Cinderelo Trapalhão (1979)
Numa cidade do interior, Cinderelo (Renato Aragão) é um rapaz pacato desprezado pelos companheiros por andar sujo e ser covarde. Na verdade, é muito corajoso e revela sua força quando uma família de religiosos pede a ajuda do grupo contra um poderoso fazendeiro, o coronel Dourado.
Após uma demonstração de sua perícia na arte da luta, que podemos considerar uma variação hilária e tupiniquim do “Drunken Kung-Fu”, Mussum é questionado:
– Você é faixa-preta?
– Faixa? (Mussum revoltado) Sou preto inteiris, cumpadi!
Nesta comédia dirigida por Adriano Stuart, mostrando grande progresso após o fraco “Os Trapalhões na Guerra dos Planetas”, com o roteiro misturando alguns elementos do conto “A Gata Borralheira”, de Charles Perrault, e do filme “Os Sete Samurais”, de Akira Kurosawa, somos brindados por pequenas pérolas como a citada acima, uma brincadeira que hoje, com o maldito politicamente correto dominando todas as mídias, simplesmente não seria sequer cogitada.
Gosto muito de uma frase de G.K. Chesterton: “Por uma curiosa confusão, muitos críticos modernos passaram da proposição de que uma obra-prima pode ser impopular para a outra proposição de que, a menos que seja impopular, não é uma obra-prima”. Acho que esta constatação pode explicar a razão que faz com que este filme, um dos melhores protagonizados pela querida trupe brasileira, não tenha recebido uma mínima atenção dos colegas profissionais da crítica.
Não encontrei sequer um texto, nem mesmo duas linhas que fugissem da sinopse, um silêncio constrangedor.
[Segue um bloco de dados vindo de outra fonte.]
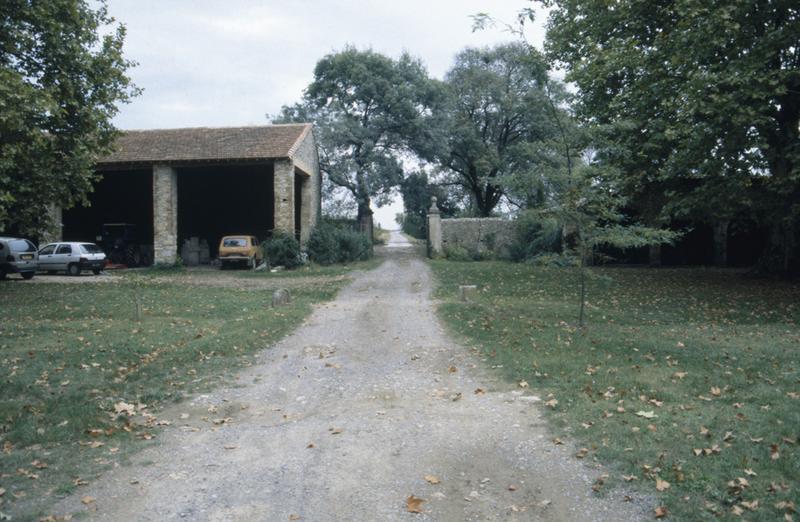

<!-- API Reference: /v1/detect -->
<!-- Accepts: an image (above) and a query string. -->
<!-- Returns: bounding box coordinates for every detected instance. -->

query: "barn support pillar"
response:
[273,159,295,236]
[299,174,313,244]
[153,164,178,264]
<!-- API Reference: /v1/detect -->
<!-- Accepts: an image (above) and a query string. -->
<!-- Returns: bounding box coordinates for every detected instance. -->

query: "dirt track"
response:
[53,231,648,521]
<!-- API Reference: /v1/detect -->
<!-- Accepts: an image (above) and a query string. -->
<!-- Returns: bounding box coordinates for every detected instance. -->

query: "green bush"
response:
[443,245,494,262]
[262,232,302,269]
[307,224,372,265]
[509,211,562,262]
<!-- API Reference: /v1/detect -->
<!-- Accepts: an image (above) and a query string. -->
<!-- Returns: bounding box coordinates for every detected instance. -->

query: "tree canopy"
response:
[541,0,800,271]
[275,47,440,228]
[431,42,567,216]
[0,0,139,236]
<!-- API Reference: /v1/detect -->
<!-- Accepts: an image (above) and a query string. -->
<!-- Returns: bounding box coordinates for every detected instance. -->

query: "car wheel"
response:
[21,271,35,280]
[0,268,7,280]
[67,263,81,276]
[92,268,102,275]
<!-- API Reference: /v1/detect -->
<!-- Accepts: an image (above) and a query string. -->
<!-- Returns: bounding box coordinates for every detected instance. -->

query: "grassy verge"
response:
[0,266,364,520]
[431,260,799,521]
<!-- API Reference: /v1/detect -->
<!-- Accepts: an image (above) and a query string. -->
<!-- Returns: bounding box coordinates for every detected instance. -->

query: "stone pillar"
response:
[299,175,313,244]
[427,197,442,258]
[713,220,729,267]
[273,159,295,235]
[42,205,63,244]
[152,165,178,264]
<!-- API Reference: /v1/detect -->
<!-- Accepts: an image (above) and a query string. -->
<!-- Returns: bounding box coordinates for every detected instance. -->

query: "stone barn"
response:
[57,124,320,264]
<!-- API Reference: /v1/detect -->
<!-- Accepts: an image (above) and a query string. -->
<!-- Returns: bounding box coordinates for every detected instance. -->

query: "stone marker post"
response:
[427,197,442,258]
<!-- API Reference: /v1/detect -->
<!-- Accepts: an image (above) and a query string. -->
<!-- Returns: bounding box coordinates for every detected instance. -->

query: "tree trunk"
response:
[649,244,662,267]
[713,220,729,268]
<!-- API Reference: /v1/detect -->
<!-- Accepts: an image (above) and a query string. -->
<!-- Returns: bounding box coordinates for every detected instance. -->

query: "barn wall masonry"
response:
[291,129,321,244]
[273,159,295,235]
[153,164,178,264]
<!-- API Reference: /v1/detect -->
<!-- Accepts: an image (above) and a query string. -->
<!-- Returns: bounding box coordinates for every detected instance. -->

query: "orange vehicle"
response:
[218,235,264,269]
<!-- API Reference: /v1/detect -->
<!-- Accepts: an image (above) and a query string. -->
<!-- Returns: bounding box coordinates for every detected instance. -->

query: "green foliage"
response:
[509,210,562,261]
[443,245,494,262]
[432,260,800,521]
[399,172,459,239]
[429,43,568,216]
[307,223,371,265]
[0,0,139,235]
[263,232,302,269]
[275,48,441,222]
[542,0,800,271]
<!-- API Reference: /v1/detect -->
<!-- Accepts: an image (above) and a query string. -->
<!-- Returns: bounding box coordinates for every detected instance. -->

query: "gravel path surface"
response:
[54,231,648,521]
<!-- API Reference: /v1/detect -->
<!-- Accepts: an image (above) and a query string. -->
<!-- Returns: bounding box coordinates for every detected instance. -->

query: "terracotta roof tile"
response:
[98,124,311,165]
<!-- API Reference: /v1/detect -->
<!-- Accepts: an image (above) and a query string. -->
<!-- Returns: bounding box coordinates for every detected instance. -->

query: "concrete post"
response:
[273,159,295,235]
[153,165,178,264]
[427,197,442,258]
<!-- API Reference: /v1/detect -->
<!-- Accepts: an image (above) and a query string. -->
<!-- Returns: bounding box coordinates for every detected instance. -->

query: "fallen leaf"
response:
[711,387,722,396]
[622,475,638,482]
[655,477,671,491]
[81,496,95,505]
[518,380,529,388]
[424,475,440,485]
[771,444,780,460]
[330,427,342,435]
[635,410,657,419]
[655,506,668,518]
[544,398,558,408]
[474,388,485,395]
[288,515,301,521]
[448,366,457,373]
[575,447,589,459]
[406,495,425,514]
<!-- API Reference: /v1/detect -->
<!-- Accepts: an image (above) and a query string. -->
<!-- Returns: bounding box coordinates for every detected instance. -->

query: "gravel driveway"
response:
[54,231,647,521]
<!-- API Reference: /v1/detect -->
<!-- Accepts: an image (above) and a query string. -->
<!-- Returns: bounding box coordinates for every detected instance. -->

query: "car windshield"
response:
[9,239,35,252]
[80,244,104,254]
[223,238,247,247]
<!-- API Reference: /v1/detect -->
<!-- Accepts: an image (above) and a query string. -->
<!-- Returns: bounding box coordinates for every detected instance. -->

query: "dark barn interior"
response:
[178,164,273,257]
[62,169,154,246]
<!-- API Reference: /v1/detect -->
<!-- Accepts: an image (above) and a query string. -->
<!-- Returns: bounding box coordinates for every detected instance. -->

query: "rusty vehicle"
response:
[218,235,263,269]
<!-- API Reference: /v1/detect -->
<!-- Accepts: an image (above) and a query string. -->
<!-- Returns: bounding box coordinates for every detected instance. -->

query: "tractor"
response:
[99,223,151,267]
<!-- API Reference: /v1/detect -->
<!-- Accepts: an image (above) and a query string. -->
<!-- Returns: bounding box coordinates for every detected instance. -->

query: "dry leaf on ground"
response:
[406,495,425,513]
[424,475,440,484]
Será que não há nenhum mérito, nenhum traço de qualidade na obra? “Os Trapalhões”, uma febre gigantesca nas décadas de 70 e 80, comédias que, ao contrário das rasteiras produções no gênero atualmente produzidas pela Globo Filmes, efetivamente formaram cinéfilos qualitativos. O apelo financeiro era tão relevante, que as distribuidoras tascavam a palavra: Trapalhão (e suas vertentes), em qualquer filme cômico estrangeiro.
O personagem maltrapilho de Renato Aragão, mostrado já no início recolhendo o estrume de seu bode de estimação, não poderia ser apresentado de forma mais humilhante, condição que agrega mais impacto emocional ao desfecho do seu arco narrativo, marcado pelo extravasamento da sua revolta ao destruir no braço o carro do vilão, e, na sequência, com a descoberta de petróleo em seu pequeno terreno, dado como esmola por seus companheiros.
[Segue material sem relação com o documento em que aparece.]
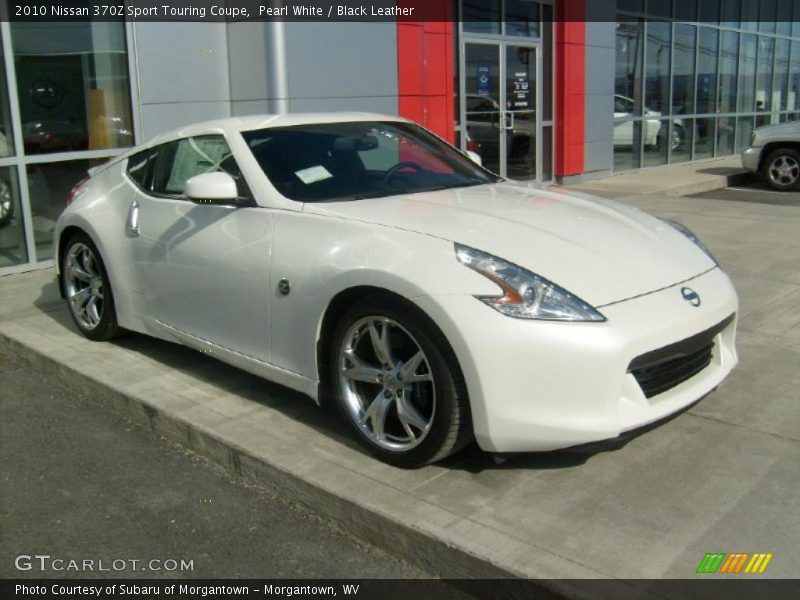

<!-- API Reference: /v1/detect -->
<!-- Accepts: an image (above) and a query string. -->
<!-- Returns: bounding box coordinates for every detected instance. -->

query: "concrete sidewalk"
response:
[1,189,799,597]
[568,157,752,198]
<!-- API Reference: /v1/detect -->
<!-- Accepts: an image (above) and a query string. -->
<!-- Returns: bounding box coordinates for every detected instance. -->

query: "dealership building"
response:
[1,0,799,275]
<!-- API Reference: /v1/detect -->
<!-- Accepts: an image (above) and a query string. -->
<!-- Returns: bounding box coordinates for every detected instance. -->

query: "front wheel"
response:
[329,297,472,468]
[762,147,800,191]
[61,233,122,341]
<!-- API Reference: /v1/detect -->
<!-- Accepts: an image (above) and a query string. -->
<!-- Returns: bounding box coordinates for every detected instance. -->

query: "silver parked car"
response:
[742,121,800,191]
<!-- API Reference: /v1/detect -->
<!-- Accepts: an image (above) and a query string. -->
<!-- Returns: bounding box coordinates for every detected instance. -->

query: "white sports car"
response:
[54,113,738,467]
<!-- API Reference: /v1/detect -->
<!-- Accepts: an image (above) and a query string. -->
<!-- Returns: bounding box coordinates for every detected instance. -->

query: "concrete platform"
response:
[568,157,752,199]
[1,189,799,598]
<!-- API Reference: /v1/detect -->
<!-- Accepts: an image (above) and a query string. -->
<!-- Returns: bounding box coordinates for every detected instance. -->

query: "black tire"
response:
[328,295,472,468]
[761,147,800,191]
[60,232,123,341]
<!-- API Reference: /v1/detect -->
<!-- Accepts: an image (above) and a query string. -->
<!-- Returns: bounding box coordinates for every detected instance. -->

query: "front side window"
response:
[242,121,499,202]
[128,135,250,200]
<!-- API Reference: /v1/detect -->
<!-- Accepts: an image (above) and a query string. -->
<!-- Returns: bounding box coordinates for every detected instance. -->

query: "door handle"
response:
[502,111,515,131]
[126,200,140,237]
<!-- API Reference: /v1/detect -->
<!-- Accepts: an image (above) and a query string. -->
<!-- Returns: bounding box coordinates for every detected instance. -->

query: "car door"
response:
[125,134,273,362]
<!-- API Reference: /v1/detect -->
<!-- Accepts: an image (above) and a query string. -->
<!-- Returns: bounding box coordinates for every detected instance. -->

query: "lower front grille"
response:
[628,314,734,399]
[631,343,714,398]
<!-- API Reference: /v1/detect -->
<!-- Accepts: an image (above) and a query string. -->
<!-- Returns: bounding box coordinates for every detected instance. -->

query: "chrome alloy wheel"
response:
[64,242,105,330]
[337,316,435,452]
[767,154,800,187]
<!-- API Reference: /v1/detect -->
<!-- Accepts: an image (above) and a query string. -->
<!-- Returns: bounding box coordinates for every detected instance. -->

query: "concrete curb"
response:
[664,170,756,197]
[0,328,600,599]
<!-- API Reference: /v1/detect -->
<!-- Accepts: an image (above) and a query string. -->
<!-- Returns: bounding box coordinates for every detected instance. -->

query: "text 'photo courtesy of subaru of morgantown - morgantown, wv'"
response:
[54,113,738,468]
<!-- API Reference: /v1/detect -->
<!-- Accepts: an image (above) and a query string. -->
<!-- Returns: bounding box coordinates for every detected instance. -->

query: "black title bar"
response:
[4,0,800,23]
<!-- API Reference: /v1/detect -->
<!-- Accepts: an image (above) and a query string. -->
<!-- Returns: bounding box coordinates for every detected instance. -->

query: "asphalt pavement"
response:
[0,349,466,588]
[690,177,800,207]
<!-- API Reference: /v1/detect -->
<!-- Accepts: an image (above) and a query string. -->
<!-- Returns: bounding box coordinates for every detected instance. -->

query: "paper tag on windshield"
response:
[295,165,333,185]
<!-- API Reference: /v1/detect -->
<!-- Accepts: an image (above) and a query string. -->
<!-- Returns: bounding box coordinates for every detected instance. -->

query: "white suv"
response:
[742,121,800,191]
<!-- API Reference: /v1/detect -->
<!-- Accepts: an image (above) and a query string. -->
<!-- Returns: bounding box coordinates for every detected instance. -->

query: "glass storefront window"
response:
[10,21,134,156]
[463,0,501,34]
[716,116,736,157]
[674,0,697,21]
[737,34,757,113]
[642,118,668,167]
[614,120,642,171]
[27,159,93,261]
[776,0,793,36]
[721,0,741,28]
[0,38,14,158]
[670,118,693,163]
[696,27,718,114]
[647,0,671,19]
[694,117,714,160]
[774,39,790,112]
[673,24,696,117]
[698,0,720,23]
[789,41,800,111]
[506,0,539,38]
[613,5,800,171]
[759,0,778,33]
[645,21,671,116]
[735,115,754,152]
[755,37,775,113]
[618,0,644,13]
[615,21,643,116]
[0,166,27,268]
[719,31,739,113]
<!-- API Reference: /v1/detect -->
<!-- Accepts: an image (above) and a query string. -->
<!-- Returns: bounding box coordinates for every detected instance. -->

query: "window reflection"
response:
[696,28,718,114]
[612,5,800,170]
[28,160,92,261]
[0,167,27,268]
[10,21,134,156]
[672,24,695,117]
[645,21,671,116]
[463,0,501,34]
[615,21,643,117]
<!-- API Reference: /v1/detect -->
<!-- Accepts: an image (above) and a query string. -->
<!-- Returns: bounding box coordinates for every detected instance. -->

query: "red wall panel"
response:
[396,1,455,143]
[554,0,586,177]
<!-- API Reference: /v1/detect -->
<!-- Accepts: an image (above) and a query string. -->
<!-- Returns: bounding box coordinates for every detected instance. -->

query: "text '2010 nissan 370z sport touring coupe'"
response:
[54,113,738,468]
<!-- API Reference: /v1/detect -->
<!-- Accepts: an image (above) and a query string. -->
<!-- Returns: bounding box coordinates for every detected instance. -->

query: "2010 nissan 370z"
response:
[54,113,738,467]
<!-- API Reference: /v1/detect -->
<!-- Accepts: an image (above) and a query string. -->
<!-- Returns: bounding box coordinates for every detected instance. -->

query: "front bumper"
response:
[414,267,738,453]
[742,147,762,172]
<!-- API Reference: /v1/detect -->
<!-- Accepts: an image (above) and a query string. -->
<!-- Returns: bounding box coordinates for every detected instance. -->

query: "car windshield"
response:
[241,121,500,202]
É um simples conto de moralidade, bastante eficiente, temperado com a riqueza da cultura circense, representada especialmente nos primeiros vinte minutos, quase sem diálogos, focados em peripécias do grupo inseridas coerentemente no contexto da trama. Sobra espaço até para Aragão emular/homenagear o Cantinflas de “Nem Sangue, Nem Areia”, desafiando corajosamente um touro.
O cenário, sinalizado pela narração como um lugar distante, reforçando o tom fabulesco que inteligentemente driblava qualquer tipo de censura, amalgama signos visuais dos faroestes norte-americanos ao universo caipira nacional, realizando uma crítica à opressão sofrida pelos empregados dos grandes fazendeiros.
E vale destacar também a presença da linda Silvia Salgado, vivendo a jovem sobrinha do vilão que é apresentada numa atitude clássica das Bond Girls, de arma em punho. Ela repetiria a parceria com o grupo em “Os Três Mosquiteiros Trapalhões”, lançado no ano seguinte.
Dentre todos os filmes do grupo que passavam na “Sessão da Tarde”, este era o meu favorito, seguido de perto por “Os Saltimbancos Trapalhões”. Como era bom ser criança naquela época.